Did we like it?
We were expecting the worst and rather shocked that the gruesome twosome’s chat show turned out to be a really good bit of telly – for its type (a bit of fluffy Friday night fun). It’s no worse than The Charlotte Church Show, less fawning than Friday Night With Jonathan Ross and far better than the charmless chat show attempts of Antony Cotton, Sharon Osbourne, Nigella Lawson and Alan Titchmarsh.
What was good about it?
• Katie Price and Peter Andre are vain yet ugly and stupid yet super-intelligent when it comes to marketing themselves. Moreover, they paint heavily over their talentlessness to somehow emerge with a reasonable Richard’n’Judy-style act that works amusingly in the confines of cheap TV. They snapped at each other, tried to speak over each other and flirted with each other. Just like Richard and Judy but without the bags, smugness, crow’s feet and jitters.

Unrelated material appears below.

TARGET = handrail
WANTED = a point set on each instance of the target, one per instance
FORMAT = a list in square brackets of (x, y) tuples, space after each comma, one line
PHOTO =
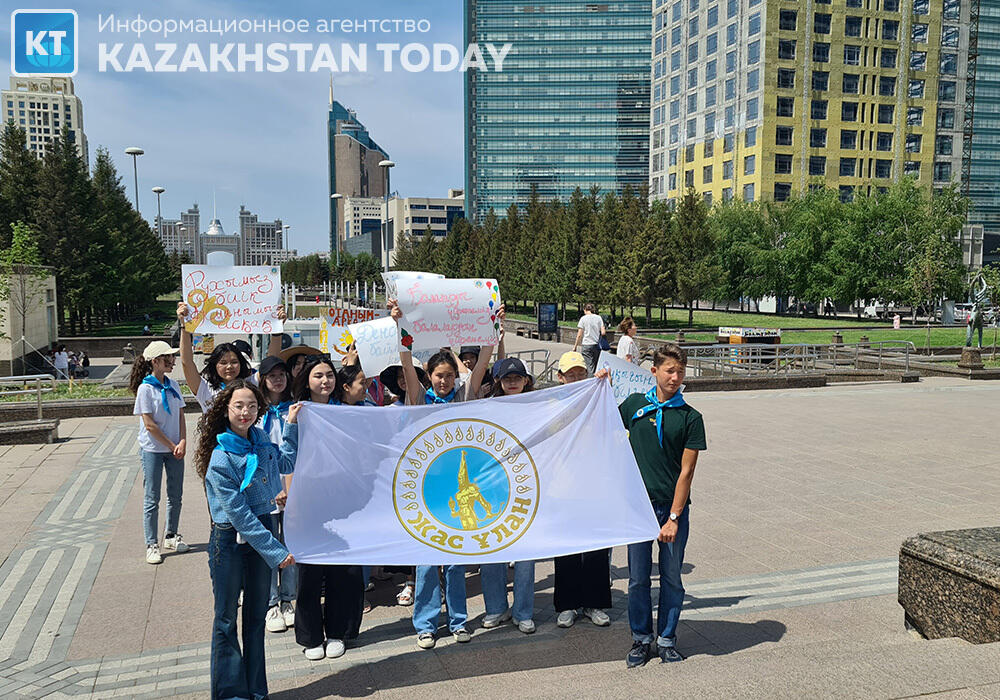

• The huge gulf – deeper by far than Jordan’s cleavage – between who Peter wants to interview and who he gets to interview. He was hoping to meet Robert De Niro. Instead, he got a chat to Jack Shepherd, the real-life, slightly camp version of Corrie horror David Platt. He’d have liked a chat with David Beckham. He made do with Matt Wills and Emma Griffiths (the poor man’s Katie and Peter). He was hoping to welcome Joe Pesci; he had to endure a miserable cow from Pussycat Dolls instead.
• The behind-the-scenes footage was as entertaining as most of the chat show itself. The pair were produced by poncy blokes in poncy hats who managed to impart a crash course in TV chatter despite being total pricks.
• TV legend Claire King was kind enough to succumb to a practice interview for the pair. “Well, you don’t look like mutton!” exclaimed a surprised Katie.
• The scriptwriters came up with some very good lines which even the stilted delivery of the amateur hosts could not quite ruin.
• Katie’s bitchy review of the week’s celeb mags, revelling in Posh Spice’s spottiness and providing a disdainful “Who hasn’t?” punchline to Peter’s observation: “I’ve lost count of the amount of times I’ve had Danielle Lloyd spread across the breakfast table.”
What was bad about it?
• The miserable cow from Pussycat Dolls.
• The Britney v FFed celebrity mud wrestling (a muckier version of Harry Hill’s FIGHT), the guess-the-fake-tits game (a sleazier version of Ant v Dec) and the competition for tastiest tattoos, including a fried breakfast on top of one idiot’s head and Star Trek characters on another idiot’s torso (a so tired So Graham Norton rip-off idea). These were all elements designed to appeal to Friday night drunks, not the likes of us.